Suffolk brewer Adnams has just built an anaerobic digestion (AD) plant, which is the first in the UK to use brewery and local food waste to produce renewable gas.

In partnership with British Gas and the National Grid, the facility has started injecting renewable gas into the grid, generating up to 4.8M kilowatt hours a year – enough to heat 235 family homes for a year.

And in the future, the new plant will produce enough renewable gas to power the Adnams brewery and run its fleet of lorries, while still leaving around 60% of the output to be sold back to the grid.

By using waste from the brewery and food waste collected locally to generate biomethane, the plant will prevent the release of methane to the atmosphere, while diverting rubbish from landfill.

The Adnams Bio Energy plant consists of three digesters – sealed vessels in which naturally-occurring bacteria act without oxygen to break down up to 12,500 tonnes of organic waste a year. The result is the production of biomethane as well as a liquid organic fertiliser.

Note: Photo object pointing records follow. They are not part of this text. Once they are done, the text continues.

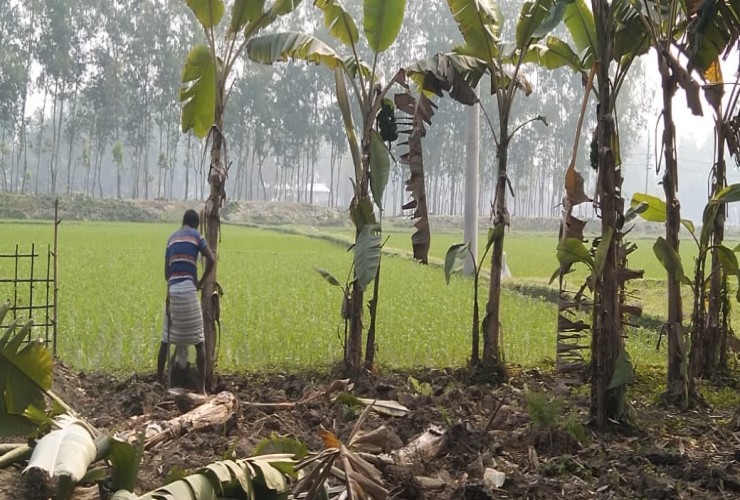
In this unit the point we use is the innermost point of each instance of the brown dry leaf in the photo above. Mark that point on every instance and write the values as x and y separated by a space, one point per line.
329 439
574 189
533 458
382 439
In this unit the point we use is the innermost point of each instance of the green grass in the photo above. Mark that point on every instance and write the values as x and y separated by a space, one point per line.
278 312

The plant will also be fitted with solar thermal panels too, creating a mini energy park. The deal, with British Gas parent company Centrica, will ensure that all of the site, including the company’s beer and wine distribution centre, will be using renewably-sourced energy that is generated on-site, with some surplus energy available for export. This is another groundbreaking feature for the facility.

Cash from RBS and grants from the European Regional Development Fund, East of England Development Agency and the Department of Energy and Climate Change have provided vital in getting the facility built on the site of the impressively-constructed distribution centre Site.

Cambridge-based Bio Group, which Adnams has partnered, specialises in designing and building renewable energy processing plants across the UK. The Adnams facility uses groundbreaking technology and is the first stage of a national roll out of AD plants for the company.

“We use innovative, low-carbon building techniques to produce energy through a completely organic and natural process,” said Steve Sharratt, the firm’s group chief executive. “Nothing is wasted.”

Adnams’ boss Andy Wood is delighted with the new facility. “For a number of years now, we have been investing in ways to reduce our impact on the environment,” he said.

“The reality of being able to convert our own brewing waste and local food waste to power Adnams’ brewery and vehicles, as well as the wider community is very exciting.”

The industrial ecology cycle will be complete when the fertiliser produced from the AD process can be used on farmland to grow barley for Adnams beer.

This plant will have a major impact on CO2 reduction in the region, as well as the generation of renewable energy. The food waste would otherwise be destined for landfill, but processing it through the digester will save an estimated 50,000 tonnes of CO2 equivalents from landfill.

“This project demonstrates how local communities can help us move to a low carbon energy future,” said Gearóid Lane, managing director of new energy at British Gas.

“Using waste that would otherwise end up in landfill to produce renewable gas is mutually beneficial for the environment and homes and businesses.”

Adnams has been brewing from its base at Southwold in Suffolk for more than 100 years and produces a range of cask and bottled beers.